Charles Barkley and Tiger Woods, once fast friends, haven’t spoken to each other in nearly two years.
And now that Woods has parted with another of his friends, longtime caddie Steve Williams, Barkley has run out of patience.
“It’s been very frustrating to watch everything that has transpired,” Barkley said Wednesday on ESPN New York 1050’s The Mike Lupica Show, “and getting rid of Steve Williams was probably the last straw for me.”
“You think you’re friends with a guy. You talk to him once a week for 15 years. You’re like, this dude is my friend, we do things, we have fun together,” Barkley said. “I haven’t talked to him in two years and I’m wondering what the hell is going on.”
“I’m sitting back like everyone else and saying, what the hell is going on? I just feel sad, to be honest with you,” Barkley said. “You’re like, dude, who is around this guy, who has his back, who has his best interest, who doesn’t want anything from him? I don’t know why we haven’t talked to him in a couple of years.”

Courtesy Mike Ehalt & ESPNNewYork.com

Don’t get me wrong here, because I love Sir Charles and everything he’s done over his career. From his starring role in “Look Who’s Talking 2” with John Travolta, to his ridiculous, sometimes non-English resembling rants on TNT every night where he looks and sounds like he just polished off a box of Franzia wine and a bag full of Coney Island hot dogs, Chuckles is 9 times out of 10 pure entertainment. But when it comes to bashing another man for how he handles his off-course actions, Charles is like the obese girl in the lunch room giving weight loss advice to the woman who just had a child two weeks prior.

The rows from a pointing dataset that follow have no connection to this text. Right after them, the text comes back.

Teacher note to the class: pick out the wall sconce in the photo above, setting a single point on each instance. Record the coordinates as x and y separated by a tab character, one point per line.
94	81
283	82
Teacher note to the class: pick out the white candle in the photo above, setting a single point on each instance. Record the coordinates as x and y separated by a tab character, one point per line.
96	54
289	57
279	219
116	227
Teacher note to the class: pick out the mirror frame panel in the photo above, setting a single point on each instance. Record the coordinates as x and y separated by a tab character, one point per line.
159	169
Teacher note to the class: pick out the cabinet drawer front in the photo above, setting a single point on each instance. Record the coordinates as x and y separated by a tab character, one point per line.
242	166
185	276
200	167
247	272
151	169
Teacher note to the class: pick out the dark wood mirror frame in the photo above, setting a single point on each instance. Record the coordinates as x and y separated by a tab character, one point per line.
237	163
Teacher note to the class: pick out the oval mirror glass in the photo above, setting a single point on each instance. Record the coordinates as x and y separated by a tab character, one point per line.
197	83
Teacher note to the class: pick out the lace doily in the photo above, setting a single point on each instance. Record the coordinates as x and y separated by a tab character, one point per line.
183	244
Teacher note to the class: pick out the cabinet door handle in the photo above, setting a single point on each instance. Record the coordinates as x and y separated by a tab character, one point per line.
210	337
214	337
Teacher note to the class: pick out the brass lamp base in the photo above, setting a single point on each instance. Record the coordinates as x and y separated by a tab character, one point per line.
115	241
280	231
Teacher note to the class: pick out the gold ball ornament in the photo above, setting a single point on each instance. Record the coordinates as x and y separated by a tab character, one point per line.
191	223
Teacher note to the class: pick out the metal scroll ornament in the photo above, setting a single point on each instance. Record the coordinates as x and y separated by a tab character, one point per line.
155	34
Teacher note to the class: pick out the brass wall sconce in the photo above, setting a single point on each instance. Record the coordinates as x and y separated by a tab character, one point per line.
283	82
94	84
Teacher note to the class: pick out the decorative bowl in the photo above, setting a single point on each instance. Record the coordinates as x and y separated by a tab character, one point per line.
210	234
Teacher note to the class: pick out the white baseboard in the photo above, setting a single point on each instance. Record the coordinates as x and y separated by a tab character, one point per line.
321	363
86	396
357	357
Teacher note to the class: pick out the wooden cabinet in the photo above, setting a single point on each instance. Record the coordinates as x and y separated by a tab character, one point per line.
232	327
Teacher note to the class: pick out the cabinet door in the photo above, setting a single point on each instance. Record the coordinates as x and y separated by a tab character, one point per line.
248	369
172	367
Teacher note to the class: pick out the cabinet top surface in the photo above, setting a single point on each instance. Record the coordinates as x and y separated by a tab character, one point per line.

Let’s take a look at his track record:
Exhibit A: While in Phili, Chuck spit at a fan in the stands, which actually landed on a female fan (great take home souvenir).
Exhibit B: He admitted to losing roughly 10 million dollars through gambling over his lifetime. And although that may seem like a lot to the majority of the human race, Chuck still is philanthropic when it comes to the Vegas lights and sports booking to this day.
Exhibit C: The DUI incident. You know, the one where Chuck was stopped for speeding drunk, and when he was asked why he was in such a hurry, he confessed willingly that he was in a rush to go meet up with a female to receive some oral sex. It wasn’t as politically correct as that, but you get the point.

So although I think he’s great for T.V. and my personal enjoyment, the facts are facts. Barkley has absolutely no business throwing horse manure on another man’s name when his is already littered with horse flies and a stench similar to B.J. Raji’s gym bag. You said it yourself Chuck, you are NOT a role Model.